Noting that the informal sector had been the worst hit, the report said out of a total 12.2 crore people who lost their jobs, 75 per cent, which accounts for 9.2 crore jobs, were lost in the informal sector.

"The mass exodus on foot triggered by the sudden lockdown and the inhuman beating, disinfection and quarantine conditions the informal workers were subjected to turned a health emergency into a humanitarian crisis," it said.

"Over 300 informal workers died due to the lockdown, with reasons ranging from starvation, suicides, exhaustion, road and rail accidents, police brutality and denial of timely medical care.
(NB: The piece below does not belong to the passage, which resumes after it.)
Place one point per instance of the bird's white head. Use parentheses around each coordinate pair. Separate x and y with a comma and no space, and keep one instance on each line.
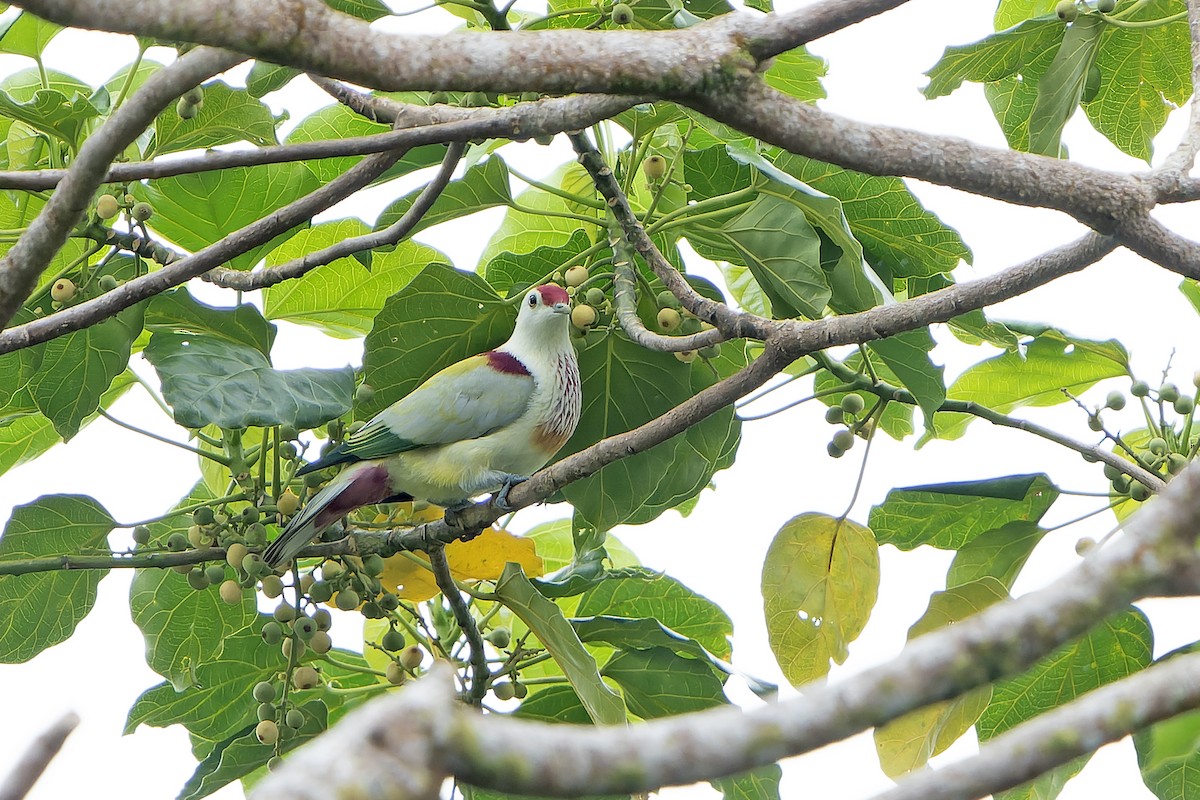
(543,323)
The National Human Rights Commission recorded over 2,582 cases of human rights violation as early as in the month of April 2020," the report added.

It noted that the long disruption of schooling risked doubling the rate of out of school, especially among the poor.

"Only 4 per cent of rural households had a computer and less than 15 per cent rural households had an internet connection," it said.

On health inequalities, the report said only 6 per cent of the poorest 20 per cent has access to non-shared sources of improved sanitation, compared to 93.4 per cent of the top 20 per cent. It added that 59.6 per cent of India's population lives in a room or less.

The report said 1.7 crore women lost their job in April 2020 and unemployment for women rose by 15 per cent from a pre-lockdown level.

Oxfam India CEO Amitabh Behar said if not addressed immediately, the crisis could worsen.

"Extreme inequality is not inevitable, but a policy choice. The fight against inequality must be at the heart of economic rescue and recovery efforts now," Behar said.

"Newer and creative ways of catering to the needs of the masses is possible if governments are committed to the needs of its people. It is time for the government of India to take specific and concrete actions that will build a better future, more equal and just a future for everyone," he said.